The two primary ways to protect innovations are through patents and trade secrets. Patent protection gives a company the legal right to exclude others (for up to twenty years) from making, using, selling, offering to sell, and importing the company's innovation. In exchange for this limited monopoly, the company discloses to the public how to make and use its innovation. However, certain actions or inactions by a company can prevent it from receiving patent protection. For example, in the U.S, if a company offers to sell a product embodying its innovation or publicly discloses its innovation (e.g., at a trade show), but fails to apply for a patent within a year of the offer for sale or disclosure, the company cannot thereafter patent the innovation. In some foreign countries, an innovation cannot be patented if the company fails to apply for a patent before a public disclosure of the innovation.

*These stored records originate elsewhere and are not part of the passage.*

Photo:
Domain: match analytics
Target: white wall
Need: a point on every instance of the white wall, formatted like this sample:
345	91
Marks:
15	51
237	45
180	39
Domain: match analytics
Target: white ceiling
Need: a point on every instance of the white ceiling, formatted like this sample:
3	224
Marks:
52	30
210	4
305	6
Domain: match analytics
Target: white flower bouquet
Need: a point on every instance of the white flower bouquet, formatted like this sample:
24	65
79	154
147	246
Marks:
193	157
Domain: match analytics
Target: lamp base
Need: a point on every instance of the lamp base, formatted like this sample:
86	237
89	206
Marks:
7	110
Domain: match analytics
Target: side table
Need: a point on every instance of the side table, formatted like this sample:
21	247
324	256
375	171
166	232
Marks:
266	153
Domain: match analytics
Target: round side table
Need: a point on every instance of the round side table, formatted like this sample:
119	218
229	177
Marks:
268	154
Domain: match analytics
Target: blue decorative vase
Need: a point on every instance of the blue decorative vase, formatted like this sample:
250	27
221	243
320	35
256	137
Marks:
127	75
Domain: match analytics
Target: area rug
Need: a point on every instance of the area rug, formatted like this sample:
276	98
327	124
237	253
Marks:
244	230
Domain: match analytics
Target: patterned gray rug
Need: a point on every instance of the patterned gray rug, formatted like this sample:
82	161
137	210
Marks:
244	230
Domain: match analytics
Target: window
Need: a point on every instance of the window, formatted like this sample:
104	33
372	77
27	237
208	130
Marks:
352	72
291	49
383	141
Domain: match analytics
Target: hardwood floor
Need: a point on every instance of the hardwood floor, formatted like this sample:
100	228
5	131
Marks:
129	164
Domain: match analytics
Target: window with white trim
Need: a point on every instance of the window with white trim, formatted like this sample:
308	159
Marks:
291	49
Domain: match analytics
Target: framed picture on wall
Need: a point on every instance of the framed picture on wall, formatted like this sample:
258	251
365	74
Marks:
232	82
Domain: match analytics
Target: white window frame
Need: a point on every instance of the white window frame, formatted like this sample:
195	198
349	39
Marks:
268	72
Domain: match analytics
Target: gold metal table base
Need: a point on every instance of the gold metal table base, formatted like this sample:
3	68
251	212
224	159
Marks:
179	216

Trade secret protection, in contrast to patent protection, gives a company that takes reasonable steps to keep its innovation secret the legal right to prevent (potentially for an indefinite period of time) others who have unlawfully obtained the company's innovation from exploiting it. However, if a company chooses to protect its innovation as a trade secret, the company runs the risk that others will obtain its innovation through lawful means (e.g., independent discovery or reverse engineering); in which case, the company will be legally powerless to prevent others from using it.
Securing legal protection for innovations should begin earlier rather than later. Selecting an appropriate strategy to protect a company's innovations can be tricky, and companies should consult with a patent attorney to avoid the numerous pitfalls to protecting innovations and enhancing company value.